Prof. Earl K Miller

Picower Professor of Neuroscience
Investigator, RIKEN-MIT Neuroscience Research Center
Graduate Officer, Brain and Cognitive Sciences
Chief Scientific Officer, SplitSage

Primary DLC

Department of Brain and Cognitive Sciences

MIT Room: 46-6241

Areas of Interest and Expertise

Visual Memory, Perception, and Cognition
Cortical Neurophysiology
Learning and Behavior
Systems Neuroscience
Computation
Prefrontal Cortex and the Neural Basis of Cognition

Research Summary

Neural Basis of Memory and Cognition -- Research interests in the Miller laboratory center around the neural mechanisms of attention, learning, and memory needed for voluntary, goal-directed behavior. Much effort is directed at the prefrontal cortex, a cortical region at the anterior end of the brain that is greatly enlarged in primates, especially humans. The prefrontal cortex has long been known to play a central role in cognition. Its damage or dysfunction disrupts the ability to ignore distractions, hold important information "in mind", plan behavior, and control impulses. The lab explores prefrontal function by employing a variety of techniques including multiple-electrode neurophysiology, psychophysics, pharmacological manipulations, and computational techniques.
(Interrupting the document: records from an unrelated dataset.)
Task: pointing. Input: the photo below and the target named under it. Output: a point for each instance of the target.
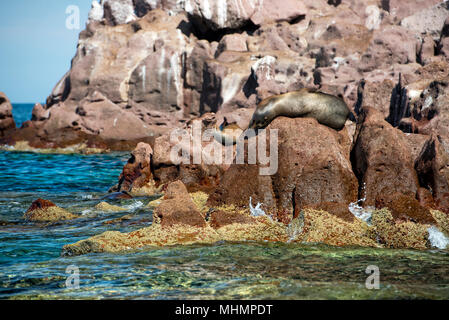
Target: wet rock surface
(46, 211)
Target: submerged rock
(106, 207)
(136, 176)
(46, 211)
(178, 208)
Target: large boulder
(136, 174)
(195, 169)
(178, 208)
(313, 167)
(432, 166)
(382, 159)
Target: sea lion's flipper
(352, 117)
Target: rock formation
(144, 67)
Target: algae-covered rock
(442, 220)
(223, 218)
(106, 207)
(46, 211)
(399, 234)
(178, 208)
(155, 235)
(321, 226)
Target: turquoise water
(31, 266)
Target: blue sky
(36, 48)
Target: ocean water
(31, 265)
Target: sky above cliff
(36, 47)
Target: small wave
(257, 211)
(437, 238)
(134, 205)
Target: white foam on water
(134, 205)
(437, 238)
(360, 212)
(86, 212)
(257, 211)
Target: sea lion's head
(260, 120)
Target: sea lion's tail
(223, 138)
(352, 117)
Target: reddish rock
(232, 42)
(404, 8)
(313, 167)
(377, 95)
(432, 167)
(203, 176)
(382, 159)
(178, 208)
(429, 21)
(404, 207)
(40, 204)
(6, 120)
(337, 209)
(389, 45)
(425, 198)
(220, 219)
(431, 109)
(137, 172)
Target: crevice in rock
(424, 172)
(359, 102)
(399, 104)
(250, 86)
(358, 172)
(385, 5)
(294, 202)
(203, 31)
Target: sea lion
(305, 103)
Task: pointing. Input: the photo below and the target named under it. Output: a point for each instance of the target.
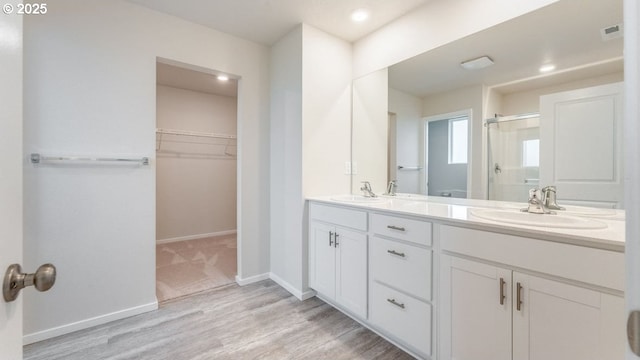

Recent work in the lab has shown that neurons in the prefrontal cortex have complex properties that are ideal for a role in cognitive control. Their activity is highly dependent on, and shaped by, task demands. They are selectively activated by relevant sensory inputs, involved in recalling stored memories, and they integrate the diverse information needed for a common behavioral goal. Perhaps most importantly, they transmit acquired knowledge. Their activity reflects learned associations between diverse stimuli, actions, and their consequences. They can even convey abstract behavioral information such as "rules." This representation of the formal demands of tasks within the prefrontal cortex may provide the necessary foundation for the complex forms of behavior observed in primates, in whom this structure is most elaborate.